Sub-prime market shows 'stress' - but London house prices surge
Fears that America's sub-prime mortgage crisis will cross the Atlantic were stoked yesterday by a stark warning of the dangers of a housing slowdown and rising interest rates.
The credit rating agency Standard & Poor's said "signs of stress" were emerging in the UK's £15bn sub-prime market, which specialises in lending to borrowers with patchy credit records who cannot get mortgages from mainstream lenders. It said arrears on these risky loans had risen from 17 to 23 per cent and repossession rates had trebled over the past two years as moreborrowers struggled to keep up with mortgage payments.
S&P said the future of the UK non-conforming sector would depend on just how sharply house prices cooled and whether interest rates remained at the low levels of the past decade. But it warned conditions were likely to worsen. "Looking forward, we expect a continued slow deterioration in UK non-conforming arrears in the short term, as recent rate rises work their way through," it said.
The warning, which came on the eve of the Bank of England's latest decision on interest rates, follows a crisis in the US, where the sub-prime market has collapsed in the wake of falling house prices. New Century, America's second biggest player, filed for bankruptcy protection this week. The crisis has been blamed as one of the main factors behind the recent turmoil in financial markets.
In the UK, the industry was rocked last month by news that Kensington, which pioneered the market in the 1990s, had ousted its chief executive and issued a long-term profit warning.

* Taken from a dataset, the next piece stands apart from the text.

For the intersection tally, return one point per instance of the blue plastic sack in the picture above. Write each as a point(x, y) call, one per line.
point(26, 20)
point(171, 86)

Most experts are confident the UK sub-prime market will escape the worst of America's troubles, pointing out important differences between the two: sub-prime is a much smaller proportion of the mortgage market in Britain; US borrowers have been caught out by a series of interest rate rises; US house prices are falling in contrast to the UK where they are rising; and lending criteria tend to be much looser in the US.
"We believe the recent problems in the US will not be replayed here," said Jim Cunningham, senior economist at the Council of Mortgage Lenders. "Rather, we should learn from them - and be reminded not to emulate every lending innovation from across the pond."
Others, however, cautioned against complacency. "The UK is unlikely to experience a carbon copy of the current US crisis. Nevertheless, the UK outlook is far from being risk-free," said Ed Stansfield, property economist at Capital Economics. The warning came as the building society Nationwide said the average house price in the UK was 9.5 per cent higher than this time last year at £175,554.
Although prices in the north of England and Wales are starting to slow, those in London and Northern Ireland continue to soar. In the Province, they are 57.6 per cent higher than a year ago, the fastest annual rate of increase anywhere in the UK since Nationwide's records began in 1973.
Economists are split over whether the Bank of England's Monetary Policy Committee will raise interest rates by a quarter-point to 5.5 per cent today, although most expect it to wait until next month.